第二章

25. 生徒会室にて

 訓練所の一件から数日後のことである。


「剣術部と騎士部の仲裁、見事であった」


 場所は生徒会室。

 ハリーはフローラに向けて、称賛の言葉を口にした。

 この場にいるのは、彼ら二人だけ。

 二人はソファに腰掛け、背の低い机を挟んで顔を見合わせている。


「ありがとうございます」


 フローラは頭を下げる。

 しかし、彼女は、


 ――え? なんのこと?


 と困惑していた。


 周囲の者たちはフローラのことを誤解している。

 彼女は大した人間ではない。

 ポンコツが、彼女の本性である。

 だが悲しいことに、それを見抜ける人間がフローラの周りにいないのだ。


 そして、ハリーもフローラのことを大きく誤解しており。


 ――彼女の美しい瞳は何を映しているのだろうか? その瞳の先に、どんな未来を描いているのだろうか?


 と、彼は考えていた。


 ちなみにフローラが普段想像している未来は『今日の夕食は何かな?』と。

 その程度のことである。

 もしフローラの頭の中を知ったら、ハリーは昏倒してしまうだろう。


「ところで、どのようなご用件でしょうか?」


 フローラは早く解放されたく、単刀直入に用件を聞き出した。

 対してハリーも無駄話を好かないため、さっそく本題に入った。


「フローラ嬢はこの学院の状況をどう考える?」

「どう? と聞かれましても……。教育環境の整った素晴らしい学院だと思いますが」

「俺が聞きたいのは、そういうことではない」


 ハリーが小さく首を振ってから続けた。


「……貴族と平民の対立構造についてだ。フローラ嬢のこれまでの行動から推測するに、誰もが平等な学院、その実現を目指しているように見える。そんなフローラ嬢からして、この学院はどうあるべきだと思う?」


 前々からハリーは、フローラと語り合いたいと思っていた。

 ハリーと同じ次元で会話できる人物が、この学院にはほとんどいないのだ。

 それは知識や経験、能力に差があるのはもちろんだが、それ以上にハリーの立場が相手に影響を与えていた。

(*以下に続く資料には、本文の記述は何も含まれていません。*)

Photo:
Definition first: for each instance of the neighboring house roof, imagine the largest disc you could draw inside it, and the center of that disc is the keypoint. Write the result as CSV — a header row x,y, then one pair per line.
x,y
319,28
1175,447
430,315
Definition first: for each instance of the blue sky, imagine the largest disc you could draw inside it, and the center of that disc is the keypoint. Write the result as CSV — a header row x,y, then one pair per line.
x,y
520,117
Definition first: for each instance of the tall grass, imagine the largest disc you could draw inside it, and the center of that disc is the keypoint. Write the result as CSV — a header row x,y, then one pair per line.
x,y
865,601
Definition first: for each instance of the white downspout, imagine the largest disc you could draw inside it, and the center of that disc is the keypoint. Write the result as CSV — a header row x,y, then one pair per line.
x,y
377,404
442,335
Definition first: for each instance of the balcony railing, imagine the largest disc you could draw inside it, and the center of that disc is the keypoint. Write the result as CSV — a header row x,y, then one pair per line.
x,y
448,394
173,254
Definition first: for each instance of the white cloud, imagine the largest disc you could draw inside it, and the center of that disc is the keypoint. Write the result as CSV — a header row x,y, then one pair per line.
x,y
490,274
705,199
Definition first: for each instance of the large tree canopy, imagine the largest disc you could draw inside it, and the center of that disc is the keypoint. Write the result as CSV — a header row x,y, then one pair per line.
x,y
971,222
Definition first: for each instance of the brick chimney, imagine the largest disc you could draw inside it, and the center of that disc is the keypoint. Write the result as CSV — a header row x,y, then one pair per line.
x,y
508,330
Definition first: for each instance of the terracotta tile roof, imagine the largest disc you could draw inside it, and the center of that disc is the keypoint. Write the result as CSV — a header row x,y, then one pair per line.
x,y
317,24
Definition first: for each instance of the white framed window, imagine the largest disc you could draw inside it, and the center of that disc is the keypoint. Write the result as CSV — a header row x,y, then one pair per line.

 大半の生徒がハリーに媚び、賛成や称賛ばかりするため、ハリーは物足りなさを感じていた。


 要するに、議論や真っ当な会話に飢えているのだ。


 そこで現れたフローラという存在を、ハリーが興味深く思うも当然の成り行き。

 彼は期待の目でフローラの回答を待った。


 そんなハリーに対して、フローラはというと、


 ――こいつは、何のことを言っているんだ? オレが貴族と平民の平等を望んでいるだと? そんなわけない。貴族に生まれたにも関わらず、わざわざ、その優位性を捨てようと思う馬鹿はいないだろ。


 と、考えていた。

 彼女は周りの者が思うような聖人ではない。

 というか、どちらかと言うと凡人の思考だ。


 フローラはしばらく考えた後に、静かに口を開く。


「貴族と平民が平等であるなどと……。そのようなことを私は望んでおりませんわ。革命を起こしたわけではありませんので」


 彼女は自分の考えをそのまま伝えた。

 

 フローラの考えを聞いたハリーは、眉を顰める……と思いきや、なぜか顔に喜色を浮かべていた。

 彼はフローラが理想論を語るだけの人物か、しっかりと現実を見える人物かを見極めるために、あえて先程の質問をしたのだ。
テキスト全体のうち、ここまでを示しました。